Our civil rights revolution begins when we refuse to participate any longer in the endless studies and debates about homosexuality and homosexuals. We must no longer allow ourselves to be examined and discussed like lab rats or exotic insects by clergy or laity who act as though we aren’t even in the room. We must boycott and protest those events where our dignity is to be debated and our integrity questioned by non-gays or former gays who have “studied” the issue and have all the “answers.” To accept the role of a “specimen” to be researched and discussed like a virus or rare fungi is the ultimate act of self-denigration. To sit patiently through another vote by our denominational or local church leaders (let alone be silent when another “study” is called for) is another proof of our internalized homophobia. To play along with this game of studying, debating, and voting who and what we are is to support the structures of bigotry.
It is time that we quit cooperating with those who oppress us by their actions or with those who oppress us by refusing to act.
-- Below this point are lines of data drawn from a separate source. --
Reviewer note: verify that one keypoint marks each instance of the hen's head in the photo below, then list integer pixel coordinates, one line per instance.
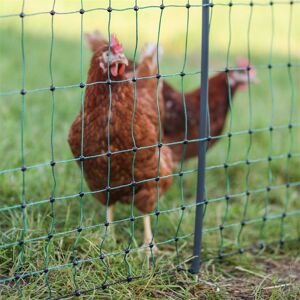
(114, 57)
(241, 78)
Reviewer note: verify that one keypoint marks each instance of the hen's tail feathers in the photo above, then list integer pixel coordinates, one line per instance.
(94, 40)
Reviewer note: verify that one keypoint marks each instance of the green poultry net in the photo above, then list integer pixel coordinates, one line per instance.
(55, 239)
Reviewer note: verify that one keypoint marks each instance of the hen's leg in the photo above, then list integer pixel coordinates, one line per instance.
(110, 213)
(148, 236)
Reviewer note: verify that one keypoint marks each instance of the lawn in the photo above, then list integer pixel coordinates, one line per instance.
(269, 34)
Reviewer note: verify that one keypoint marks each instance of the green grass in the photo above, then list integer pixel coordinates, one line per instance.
(250, 273)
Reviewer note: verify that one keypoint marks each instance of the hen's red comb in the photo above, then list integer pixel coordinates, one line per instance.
(115, 46)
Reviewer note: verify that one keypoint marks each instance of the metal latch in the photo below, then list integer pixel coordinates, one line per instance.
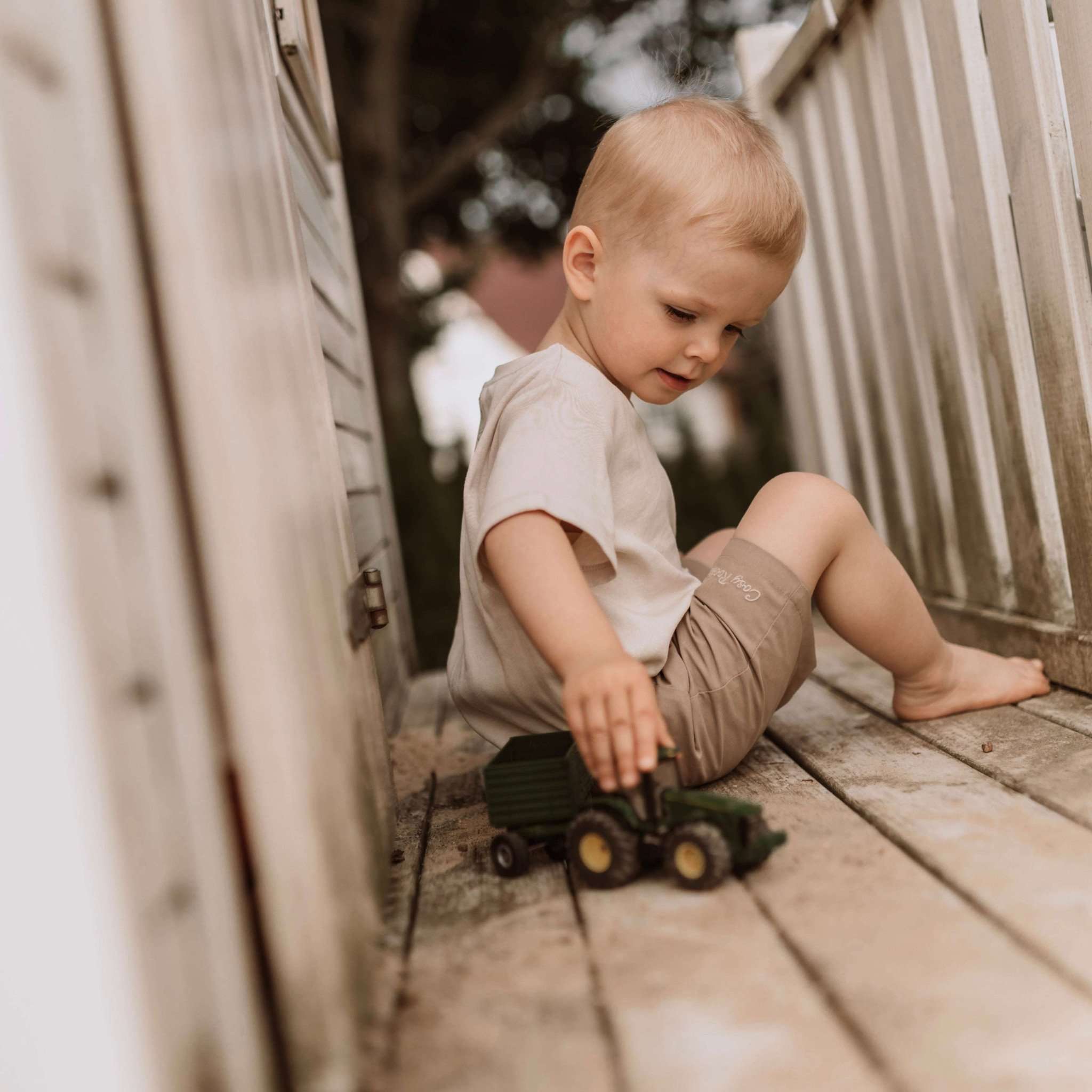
(367, 605)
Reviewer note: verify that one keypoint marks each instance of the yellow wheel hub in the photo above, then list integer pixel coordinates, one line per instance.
(690, 861)
(595, 852)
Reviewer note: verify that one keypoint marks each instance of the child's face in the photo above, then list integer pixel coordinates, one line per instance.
(676, 308)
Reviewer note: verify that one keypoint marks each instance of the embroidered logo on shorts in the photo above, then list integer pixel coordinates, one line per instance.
(724, 577)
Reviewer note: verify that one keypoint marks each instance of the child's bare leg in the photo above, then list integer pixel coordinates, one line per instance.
(823, 534)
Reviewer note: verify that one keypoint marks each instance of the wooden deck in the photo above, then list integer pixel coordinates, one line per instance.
(926, 927)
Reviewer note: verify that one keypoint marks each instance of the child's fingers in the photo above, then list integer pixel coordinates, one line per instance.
(599, 736)
(646, 726)
(622, 735)
(578, 727)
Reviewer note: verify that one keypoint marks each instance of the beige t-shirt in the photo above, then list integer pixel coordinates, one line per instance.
(557, 435)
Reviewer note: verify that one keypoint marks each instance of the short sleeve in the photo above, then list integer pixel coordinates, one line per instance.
(550, 451)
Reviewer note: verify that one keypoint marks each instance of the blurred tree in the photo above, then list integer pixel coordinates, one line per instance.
(471, 122)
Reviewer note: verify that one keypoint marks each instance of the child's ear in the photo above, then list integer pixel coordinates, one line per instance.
(580, 259)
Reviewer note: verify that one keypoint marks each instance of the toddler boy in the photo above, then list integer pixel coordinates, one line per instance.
(576, 608)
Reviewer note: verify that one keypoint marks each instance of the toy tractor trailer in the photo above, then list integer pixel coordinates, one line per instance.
(539, 790)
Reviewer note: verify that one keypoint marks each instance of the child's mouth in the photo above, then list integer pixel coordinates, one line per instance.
(675, 382)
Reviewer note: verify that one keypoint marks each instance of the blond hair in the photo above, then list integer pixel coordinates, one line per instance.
(694, 158)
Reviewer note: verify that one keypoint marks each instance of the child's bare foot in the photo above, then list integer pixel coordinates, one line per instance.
(968, 678)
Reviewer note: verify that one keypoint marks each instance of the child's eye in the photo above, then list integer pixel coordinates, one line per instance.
(686, 317)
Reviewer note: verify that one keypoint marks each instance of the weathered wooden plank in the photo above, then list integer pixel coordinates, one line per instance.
(296, 116)
(356, 459)
(340, 342)
(815, 437)
(1052, 257)
(255, 431)
(1067, 655)
(703, 994)
(995, 291)
(795, 60)
(125, 718)
(348, 400)
(812, 163)
(1050, 764)
(397, 578)
(904, 310)
(899, 353)
(327, 276)
(366, 517)
(1014, 858)
(312, 196)
(943, 998)
(497, 974)
(983, 540)
(1067, 708)
(878, 416)
(1073, 23)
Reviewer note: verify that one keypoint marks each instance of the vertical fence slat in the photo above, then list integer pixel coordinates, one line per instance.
(903, 357)
(813, 327)
(1052, 257)
(815, 439)
(879, 419)
(832, 292)
(983, 543)
(995, 293)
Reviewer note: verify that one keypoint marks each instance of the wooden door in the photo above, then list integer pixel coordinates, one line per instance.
(228, 268)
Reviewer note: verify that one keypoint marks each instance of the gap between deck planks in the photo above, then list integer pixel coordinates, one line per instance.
(870, 952)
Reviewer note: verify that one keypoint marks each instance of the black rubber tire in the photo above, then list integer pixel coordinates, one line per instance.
(623, 861)
(708, 849)
(510, 854)
(555, 848)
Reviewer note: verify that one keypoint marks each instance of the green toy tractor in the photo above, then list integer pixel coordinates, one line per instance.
(540, 791)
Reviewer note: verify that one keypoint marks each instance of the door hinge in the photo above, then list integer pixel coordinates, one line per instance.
(367, 605)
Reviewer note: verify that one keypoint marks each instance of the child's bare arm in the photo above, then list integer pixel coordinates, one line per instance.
(608, 698)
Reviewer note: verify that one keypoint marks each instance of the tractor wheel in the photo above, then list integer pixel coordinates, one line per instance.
(603, 850)
(510, 854)
(697, 854)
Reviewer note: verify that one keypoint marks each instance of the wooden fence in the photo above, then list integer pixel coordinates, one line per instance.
(936, 339)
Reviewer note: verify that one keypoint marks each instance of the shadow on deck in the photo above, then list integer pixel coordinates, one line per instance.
(926, 927)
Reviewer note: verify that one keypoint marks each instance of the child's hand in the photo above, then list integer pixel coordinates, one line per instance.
(614, 718)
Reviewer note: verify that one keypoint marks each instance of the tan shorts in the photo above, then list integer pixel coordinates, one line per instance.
(742, 650)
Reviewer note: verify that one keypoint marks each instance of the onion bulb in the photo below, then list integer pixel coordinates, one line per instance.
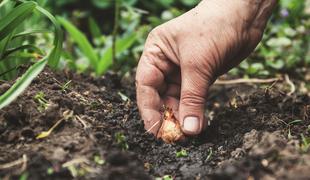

It is time to commit ourselves to participate in local, regional, state-wide and national campaigns of relentless nonviolent resistance (guided by the ‘soul force’ principles of Gandhi and King) that will convince church leaders to do justice at last. They have assumed that we are infinitely patient or too comfortable in our closets to call for revolution. For their sake, and for the sake of Christ’s church, we must prove them wrong.
It is a good time to take it to the streets again. I don’t know exactly how our “Salt March,” our Montgomery, or our Birmingham will take shape. We leave that in the hands of God. Gandhi said, “Just take the first step and see.” “Nonviolent direct action did not originate in America,” King adds, “but it found its natural home in this land, where refusal to cooperate with injustice was an ancient and honorable tradition.”